InterferometrySkin morphologyPhotoprovocationPhotoadaptionUltraviolet radiationPhotodermatology

Introduction

Acute effects of ultraviolet (UV) radiation on skin morphology include erythema as a result of vasodilation, intercellular oedema because of increased vasopermeability, pigmentation, and skin thickening. UV induced epidermal changes such as acanthosis and stratum corneum thickening have intensively been investigated by means of routine histology [16]. Since skin biopsy alters the original skin morphology, it cannot be performed repeatedly on the same site. Besides, it always requires an iatrogenic trauma, hence non-invasive methods may be of great advantage that allow one to study the skin in vivo. In the past decade, advances have been made in imaging human skin in vivo by high-frequency ultrasound, confocal laser scanning microscopy, and optical coherence tomography (OCT) [7].

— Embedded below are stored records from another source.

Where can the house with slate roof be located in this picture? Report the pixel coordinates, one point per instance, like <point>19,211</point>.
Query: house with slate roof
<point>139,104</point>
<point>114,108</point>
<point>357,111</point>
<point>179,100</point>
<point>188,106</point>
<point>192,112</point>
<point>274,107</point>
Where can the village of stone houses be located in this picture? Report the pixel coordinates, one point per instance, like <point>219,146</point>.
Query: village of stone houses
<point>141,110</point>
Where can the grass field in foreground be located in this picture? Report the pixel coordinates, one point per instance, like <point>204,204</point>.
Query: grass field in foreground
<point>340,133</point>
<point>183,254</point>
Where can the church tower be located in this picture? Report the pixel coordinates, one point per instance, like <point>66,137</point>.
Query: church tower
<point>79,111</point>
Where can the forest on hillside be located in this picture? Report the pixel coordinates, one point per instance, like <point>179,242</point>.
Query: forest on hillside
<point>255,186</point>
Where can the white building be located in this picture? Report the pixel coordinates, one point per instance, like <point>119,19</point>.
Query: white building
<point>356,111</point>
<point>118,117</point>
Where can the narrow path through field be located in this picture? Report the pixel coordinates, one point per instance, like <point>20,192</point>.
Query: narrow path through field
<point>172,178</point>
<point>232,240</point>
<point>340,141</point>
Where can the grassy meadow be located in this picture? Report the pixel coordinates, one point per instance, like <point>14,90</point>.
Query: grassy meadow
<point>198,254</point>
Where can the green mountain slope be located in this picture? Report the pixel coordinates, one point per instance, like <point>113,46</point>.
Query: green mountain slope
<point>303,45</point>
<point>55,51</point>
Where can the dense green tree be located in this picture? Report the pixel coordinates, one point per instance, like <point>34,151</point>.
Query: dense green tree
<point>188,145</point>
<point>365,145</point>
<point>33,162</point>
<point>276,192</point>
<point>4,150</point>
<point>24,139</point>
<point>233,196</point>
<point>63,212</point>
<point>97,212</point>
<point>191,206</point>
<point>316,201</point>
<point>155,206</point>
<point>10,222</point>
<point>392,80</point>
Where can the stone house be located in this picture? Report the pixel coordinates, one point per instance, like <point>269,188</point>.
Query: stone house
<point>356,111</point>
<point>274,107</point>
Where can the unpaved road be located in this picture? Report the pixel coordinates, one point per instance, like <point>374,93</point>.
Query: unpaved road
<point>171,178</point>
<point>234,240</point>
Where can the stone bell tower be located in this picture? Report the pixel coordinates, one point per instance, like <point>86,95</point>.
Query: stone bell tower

Optical coherence tomography works analogously to an ultrasound scanner—the major difference is, however, that ultrasound pulses are replaced by a fiber-optic Michelson interferometer with a low-coherence-length broadband light source. The corresponding short coherence length permits a spatial resolution in depth direction of less than 10 μm. The lateral resolution is given by the numerical aperture of the employed objective as long as single scattering prevails. Depending on the scattering properties of tissue and some accepted loss in resolution, a penetration depth of about 1 mm can be achieved. The source coherence length and the spot size of the beam focus on the sample determine the depth resolution and lateral image resolution, respectively. New systems with ultra-high resolution of about 1 μm have recently been developed, however lateral resolution of approximately 10 μm is more typical. OCT is particularly capable of presenting morphological features of the epidermis and upper dermis. It can provide cross-sectional high resolution images of structures below the tissue surface in analogy to histology [810]. In previous studies, different skin layers such as the stratum corneum, the epidermis and the dermis including skin appendages, e.g., hair follicles and eccrine ducts, were identified by means of OCT. Correlation of OCT images with histology confirmed observation of morphological changes such as blistering, tumour formation, and inflammatory conditions including psoriasis and contact dermatitis [1014]. Apart from skin morphology OCT is capable of probing other interesting tissue parameters. For example, birefringence for the characterization of ordered structures from collagen and elastin fibres has recently been described in polarization-sensitive OCT studies [15]. Further possible dermatological applications of OCT elastography include differentiation of hard and soft masses and evaluation of wound healing [16]. Doppler flow imaging in vessels becomes increasingly popular because of the inherent sensitivity to frequency shifts in the detected OCT signal [17]. Moreover tissue characterization by local biophysical parameters such as refraction and scattering can be desired for dermatological research. Alterations of skin hydration, for example, can be evaluated by means of the refraction index and scattering coefficient [18, 19].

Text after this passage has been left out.